4.4 Addendum to the Literature
What properties must be satisfied to obtain the desired result?
Under what conditions are these properties satisfied (with high probability)?
Chapter 5: Theory of L1 norm minimization with noise
Introduction.
The problem of recovering a sparse vector from a noisy linear observation.
Considering the observation noise and dealing with the case where the true vector is not strictly sparse
5.1 Problem Setup
Estimate an unknown high-dimensional vector w* from a linear observation with noise (above)
Assume that 𝝃i is a noise term and independent with mean 0 and variance σ2
Estimating the vector of regression coefficients w* based on ℓ1-norm regularization is a minimal problem as above
Lasso or basis pursuit denoting
Difference from noise-free model
Observed model includes noise term
Quantitatively evaluate the squared error ∥w-w*∥22 instead of the probability that w in a convex optimization problem exactly matches the true regression coefficient vector w*
Do not assume that the regression coefficient vector w* is strictly sparse
Assume that the observed noise 𝛏i follows a normal distribution
Easily inferior Gaussian noise (e.g. uniform distribution of emotions going on)
The estimator w will never exactly match the true regression coefficient vector w* because the observations contain noise
Analyze non-precursively how the error evolves as the number of samples n increases
To accommodate the case where w* is not strictly sparse, the upper bound on the error is the sum of the estimation error and the approximation error, as above for any k
Let ws* be the vector consisting only of the upper k coefficients of the absolute value of the true regression coefficient vector w*.
The vector consisting of the remaining coefficients is defined as ws*=w*-wsk*.

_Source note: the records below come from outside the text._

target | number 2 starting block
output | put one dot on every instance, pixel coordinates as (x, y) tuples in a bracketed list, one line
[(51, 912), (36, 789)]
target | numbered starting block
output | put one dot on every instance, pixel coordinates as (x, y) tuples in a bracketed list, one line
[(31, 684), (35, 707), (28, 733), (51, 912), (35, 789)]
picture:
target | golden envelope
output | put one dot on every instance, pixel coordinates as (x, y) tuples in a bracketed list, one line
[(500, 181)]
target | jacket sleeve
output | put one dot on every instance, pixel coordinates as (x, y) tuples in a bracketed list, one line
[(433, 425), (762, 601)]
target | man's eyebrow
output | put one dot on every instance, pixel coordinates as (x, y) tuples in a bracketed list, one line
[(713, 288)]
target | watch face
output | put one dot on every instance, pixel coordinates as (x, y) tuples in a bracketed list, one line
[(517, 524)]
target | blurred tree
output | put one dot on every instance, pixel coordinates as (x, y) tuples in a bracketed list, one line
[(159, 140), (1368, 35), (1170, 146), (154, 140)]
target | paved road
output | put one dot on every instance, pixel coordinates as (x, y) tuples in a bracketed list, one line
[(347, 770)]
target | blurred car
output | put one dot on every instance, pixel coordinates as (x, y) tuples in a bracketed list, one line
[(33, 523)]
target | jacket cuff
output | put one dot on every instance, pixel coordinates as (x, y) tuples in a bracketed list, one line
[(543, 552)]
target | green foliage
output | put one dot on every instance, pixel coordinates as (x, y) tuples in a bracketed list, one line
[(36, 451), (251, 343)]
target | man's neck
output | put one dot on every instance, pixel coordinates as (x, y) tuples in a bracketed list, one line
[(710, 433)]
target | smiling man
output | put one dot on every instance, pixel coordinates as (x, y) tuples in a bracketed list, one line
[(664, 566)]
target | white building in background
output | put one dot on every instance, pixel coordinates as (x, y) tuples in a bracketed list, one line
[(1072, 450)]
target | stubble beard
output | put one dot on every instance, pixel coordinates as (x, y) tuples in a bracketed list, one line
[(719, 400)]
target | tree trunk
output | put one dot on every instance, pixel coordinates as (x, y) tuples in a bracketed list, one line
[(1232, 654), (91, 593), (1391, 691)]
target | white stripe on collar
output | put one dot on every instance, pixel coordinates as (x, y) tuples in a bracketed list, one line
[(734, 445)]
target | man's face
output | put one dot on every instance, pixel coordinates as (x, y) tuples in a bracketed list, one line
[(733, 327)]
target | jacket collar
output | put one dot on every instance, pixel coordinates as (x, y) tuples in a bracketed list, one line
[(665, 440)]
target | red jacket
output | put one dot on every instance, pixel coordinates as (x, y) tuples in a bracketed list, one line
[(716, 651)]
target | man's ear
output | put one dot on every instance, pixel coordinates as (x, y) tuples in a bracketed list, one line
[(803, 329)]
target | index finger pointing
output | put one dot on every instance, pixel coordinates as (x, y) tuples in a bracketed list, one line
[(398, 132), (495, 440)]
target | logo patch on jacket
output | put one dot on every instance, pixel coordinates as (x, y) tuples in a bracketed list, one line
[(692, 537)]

The estimation error term Eest is an increasing function of k
The approximation error term Eapprox is a decreasing function of k
Estimation error term
The quantity appearing in the numerator of the estimation error term gives an indication of the number of samples needed to achieve a constant error L
Even if the dimension d of the true regression coefficient vector w* is very large, as long as k is small, we only need a sample of the order of the logarithm of the dimension.
5.2 Performance on Random Problems
The vector w must have at most k non-zero elements
Theorem
Even if the dimension d increases exponentially, the number of samples required increases only polynomially
The condition on the regularization parameter λn depends on the noise term σ2
It does not depend on the number of nonzero elements k
No prior knowledge of the true vector of regression coefficients w* is required when choosing the regularization parameter λn
It is probabilistic.
System
Parameter q plays the role of decorrelating the number of nonzero elements (q=0) and the ℓ1 norm (q=1)
5.3 Preparation
Herder’s inequality
A special case of Herder’s inequality
Cauchy-Schwarz inequality
Duality norm
A generalization of Herder’s inequality holds between any norm and the dual norm
Jensen’s inequality
Definition of a convex function
In general, when the relation between ℓp and ℓta of Herder’s inequality holds between two norms
Corollary: ℓ1-norm of a sparse vector
Corollary: Hem probability of normal distribution
Compatibility of norms
Corollary: ℓ∞ norm of multidimensional Gaussian vectors
Boolean inequality
Union bound
Complementary problem: Chi-square distribution hem probability
Markov’s Inequality
Hefdin’s Inequality
Bernstein’s inequality
5.4 Basic Properties
Corollary
Decomposability of norm
5.5 Restricted strongly convexity
Conjecture: Restricted strongly convexity
Strongly convexity
An explanation of how a sparse high-dimensional vector w can be distinguished from a low-dimensional vector y when the matrix X satisfies the restriction strongly convexity
Theorem
5.6 Theorem 5.1 and Proof of System 5.1
Theorem
5.7 Proof of Theorem 5.2
5.8 Numerical examples
Results of lasso evaluation on artificially generated data
Experiment 2
Chapter 6 Optimization Methods for L1-norm Regularization
6.1 Types of Optimization Methods
Minimization problems
Equivalent to ℓ1-constrained minimization problem if L(w) is a convex function
Equivalent to the above equation in the limit of Λ → 0
Four algorithms depending on assumptions about the function L
Iterative weighted reduction
Assume that the sum of the loss term and the ridge regularization term (λ∥w∥22) can be minimized efficiently
(Accelerated) Proximity Gradient Method
Need only smoothness of the loss term L(w)
Dual-extension Lagrangian
Requires that the function L can be decomposed into a loss function fℓ and a data matrix X such that L(w)=fℓ(Xw)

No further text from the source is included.